你是指word文档吗, 那个我可以加 如果是什么别的格式要求, 那个项目文件imgtrans_xxx.json里面就有原文,你可以自己写个脚本提取一下或者让chatcpt帮你

If I haven't screwed up anywhere, here goes:

import json
import os

image_extensions = ['.jpg', '.jpeg', '.png', '.gif', '.bmp', '.webp', '.tiff']

def clean_path(path):
    return path.strip('"')

def is_image_file(filename):
    _, extension = os.path.splitext(filename)
    return extension.lower() in image_extensions

def parse_translation_file_without_original(translation_file_content):
    translations = {}
    current_page = None
    for line in translation_file_content.splitlines():
        line = line.strip()
        if is_image_file(line):
            current_page = line
            translations[current_page] = []
            continue
        if current_page and ". " in line:
            _, translation_text = line.split(". ", 1)
            translations[current_page].append(translation_text)
    return translations

def export_text_from_json(input_file_path):
    input_file_path = clean_path(input_file_path)
    with open(input_file_path, 'r', encoding='utf-8') as json_file:
        data = json.load(json_file)
    result_texts = []
    for page, items in data["pages"].items():
        if is_image_file(page):
            result_texts.append(page)
            for idx, item in enumerate(items, start=1):
                text_content = item["text"][0] if item["text"] else ""
                result_texts.append(f"{idx}. {text_content}")
            result_texts.append("")
    output_file_path = input_file_path.replace(".json", "_exported.txt")
    with open(output_file_path, 'w', encoding='utf-8') as output_file:
        output_file.write('\n'.join(result_texts))
    return f"Text exported successfully to {output_file_path}"

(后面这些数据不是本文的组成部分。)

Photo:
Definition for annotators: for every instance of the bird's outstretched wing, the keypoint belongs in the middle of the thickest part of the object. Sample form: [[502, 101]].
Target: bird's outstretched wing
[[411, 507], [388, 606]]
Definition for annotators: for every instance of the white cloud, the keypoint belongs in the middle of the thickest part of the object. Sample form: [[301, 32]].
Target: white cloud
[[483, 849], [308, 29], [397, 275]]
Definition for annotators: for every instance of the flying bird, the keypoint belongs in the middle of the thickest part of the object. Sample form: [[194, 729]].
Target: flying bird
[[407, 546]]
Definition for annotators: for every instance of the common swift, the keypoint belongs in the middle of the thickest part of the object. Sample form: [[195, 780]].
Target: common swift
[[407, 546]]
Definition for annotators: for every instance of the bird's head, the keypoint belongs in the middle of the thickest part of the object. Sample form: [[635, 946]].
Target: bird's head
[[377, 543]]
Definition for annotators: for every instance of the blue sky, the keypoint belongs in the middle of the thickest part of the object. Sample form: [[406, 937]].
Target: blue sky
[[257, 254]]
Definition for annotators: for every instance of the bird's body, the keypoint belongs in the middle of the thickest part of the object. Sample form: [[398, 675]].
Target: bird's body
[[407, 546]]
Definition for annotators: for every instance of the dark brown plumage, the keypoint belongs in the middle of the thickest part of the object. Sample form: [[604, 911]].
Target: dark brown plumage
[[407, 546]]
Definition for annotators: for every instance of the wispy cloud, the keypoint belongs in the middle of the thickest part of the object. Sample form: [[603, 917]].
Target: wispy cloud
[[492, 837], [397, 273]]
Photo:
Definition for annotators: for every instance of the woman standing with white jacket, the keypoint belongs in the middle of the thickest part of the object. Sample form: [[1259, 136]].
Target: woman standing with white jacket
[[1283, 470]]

def update_json_with_translation_without_original(json_file_path, translations):
    with open(json_file_path, 'r', encoding='utf-8') as json_file:
        data = json.load(json_file)
    for page, page_translations in translations.items():
        if page in data["pages"]:
            for idx, text_data in enumerate(data["pages"][page]):
                if idx < len(page_translations):
                    text_data["translation"] = page_translations[idx]
                    # Clearing the "rich_text"
                    text_data["rich_text"] = ""
    with open(json_file_path, 'w', encoding='utf-8') as json_file:
        json.dump(data, json_file, ensure_ascii=False, indent=4)
    return "JSON file updated successfully."

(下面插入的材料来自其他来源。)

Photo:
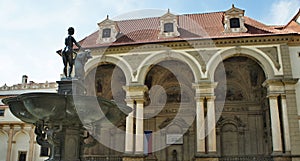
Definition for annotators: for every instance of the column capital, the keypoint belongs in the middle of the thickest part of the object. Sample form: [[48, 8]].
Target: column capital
[[204, 88], [273, 95], [274, 86], [135, 92], [210, 98]]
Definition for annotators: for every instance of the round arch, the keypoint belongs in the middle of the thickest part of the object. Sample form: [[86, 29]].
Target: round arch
[[165, 55], [261, 58], [98, 60]]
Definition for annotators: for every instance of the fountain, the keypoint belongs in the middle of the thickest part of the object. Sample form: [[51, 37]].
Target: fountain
[[57, 120]]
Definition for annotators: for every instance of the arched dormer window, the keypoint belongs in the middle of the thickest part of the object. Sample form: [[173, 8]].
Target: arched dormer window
[[108, 31], [234, 20], [168, 25], [234, 23]]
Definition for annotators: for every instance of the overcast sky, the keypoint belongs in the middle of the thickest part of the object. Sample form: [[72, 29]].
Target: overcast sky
[[32, 30]]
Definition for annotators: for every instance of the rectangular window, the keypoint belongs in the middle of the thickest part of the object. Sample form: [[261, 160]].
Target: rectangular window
[[22, 155], [168, 27], [106, 33], [2, 112], [44, 151], [234, 23]]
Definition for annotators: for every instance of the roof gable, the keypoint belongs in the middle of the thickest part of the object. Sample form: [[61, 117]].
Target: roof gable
[[233, 11], [190, 26]]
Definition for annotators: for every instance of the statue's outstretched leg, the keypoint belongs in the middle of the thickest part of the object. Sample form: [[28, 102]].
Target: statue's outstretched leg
[[65, 61], [71, 63]]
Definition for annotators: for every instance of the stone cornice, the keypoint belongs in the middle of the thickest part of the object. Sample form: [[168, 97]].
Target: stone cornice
[[289, 39]]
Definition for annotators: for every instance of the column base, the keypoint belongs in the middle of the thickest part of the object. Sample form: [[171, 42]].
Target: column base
[[206, 159], [282, 158], [133, 158]]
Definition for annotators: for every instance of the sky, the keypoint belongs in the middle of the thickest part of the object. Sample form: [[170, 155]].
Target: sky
[[32, 30]]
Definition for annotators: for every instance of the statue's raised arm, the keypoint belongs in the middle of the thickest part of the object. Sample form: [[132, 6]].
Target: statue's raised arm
[[68, 52]]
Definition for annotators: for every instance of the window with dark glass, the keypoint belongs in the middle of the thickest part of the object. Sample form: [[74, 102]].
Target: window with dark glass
[[2, 112], [168, 27], [106, 33], [22, 156], [44, 151], [234, 23]]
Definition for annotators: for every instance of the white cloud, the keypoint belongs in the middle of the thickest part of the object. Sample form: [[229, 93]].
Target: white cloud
[[282, 11]]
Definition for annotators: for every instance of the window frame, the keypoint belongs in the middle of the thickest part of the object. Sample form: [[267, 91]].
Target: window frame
[[106, 33]]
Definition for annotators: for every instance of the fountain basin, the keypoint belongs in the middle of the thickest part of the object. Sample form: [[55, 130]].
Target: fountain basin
[[65, 109]]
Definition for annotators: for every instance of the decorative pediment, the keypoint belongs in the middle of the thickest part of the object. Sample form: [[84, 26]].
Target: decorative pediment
[[168, 25], [108, 31], [234, 20], [234, 11]]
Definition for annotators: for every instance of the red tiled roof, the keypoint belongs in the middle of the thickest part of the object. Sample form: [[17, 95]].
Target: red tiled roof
[[190, 26]]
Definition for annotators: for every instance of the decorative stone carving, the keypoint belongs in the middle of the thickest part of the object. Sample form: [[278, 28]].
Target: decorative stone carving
[[203, 57], [272, 53], [135, 60]]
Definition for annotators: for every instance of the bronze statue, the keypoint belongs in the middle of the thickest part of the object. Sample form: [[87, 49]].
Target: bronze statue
[[68, 52], [80, 61]]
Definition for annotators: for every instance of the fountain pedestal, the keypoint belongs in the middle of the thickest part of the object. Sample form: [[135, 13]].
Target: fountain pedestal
[[57, 117]]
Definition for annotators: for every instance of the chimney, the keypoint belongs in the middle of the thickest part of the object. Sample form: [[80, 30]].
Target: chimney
[[24, 79]]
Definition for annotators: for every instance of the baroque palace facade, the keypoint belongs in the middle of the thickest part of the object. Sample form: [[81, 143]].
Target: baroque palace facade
[[208, 86]]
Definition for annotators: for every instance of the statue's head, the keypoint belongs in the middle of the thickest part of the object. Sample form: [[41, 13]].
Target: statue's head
[[71, 30], [88, 53]]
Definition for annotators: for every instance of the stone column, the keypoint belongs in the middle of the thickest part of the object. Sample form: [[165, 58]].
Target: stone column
[[31, 144], [135, 94], [285, 125], [129, 128], [275, 124], [211, 125], [200, 125], [9, 142], [139, 137], [205, 89]]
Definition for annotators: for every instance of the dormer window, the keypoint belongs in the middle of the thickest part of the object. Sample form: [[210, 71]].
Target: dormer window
[[234, 23], [106, 33], [168, 27], [234, 20]]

def export_translation_from_json(input_file_path):
    input_file_path = clean_path(input_file_path)
    with open(input_file_path, 'r', encoding='utf-8') as json_file:
        data = json.load(json_file)
    result_texts = []
    for page, items in data["pages"].items():
        if is_image_file(page):
            result_texts.append(page)
            for idx, item in enumerate(items, start=1):
                text_content = item["translation"] if "translation" in item and item["translation"] else ""
                result_texts.append(f"{idx}. {text_content}")
            result_texts.append("")
    output_file_path = input_file_path.replace(".json", "_translation_exported.txt")
    with open(output_file_path, 'w', encoding='utf-8') as output_file:
        output_file.write('\n'.join(result_texts))
    return f"Translated text exported successfully to {output_file_path}"


def main():
    import sys
    operation = sys.argv[1]
    if operation == "export":
        json_path = sys.argv[2]
        print(export_text_from_json(json_path))
    elif operation == "export_translation":
        json_path = sys.argv[2]
        print(export_translation_from_json(json_path))
    elif operation == "import":
        translation_path = sys.argv[2]
        json_path = sys.argv[3]
        with open(translation_path, 'r', encoding='utf-8') as f:
            translation_content = f.read()
        translations = parse_translation_file_without_original(translation_content)
        print(update_json_with_translation_without_original(json_path, translations))
    else:
        print(f"Unknown operation: {{operation}}")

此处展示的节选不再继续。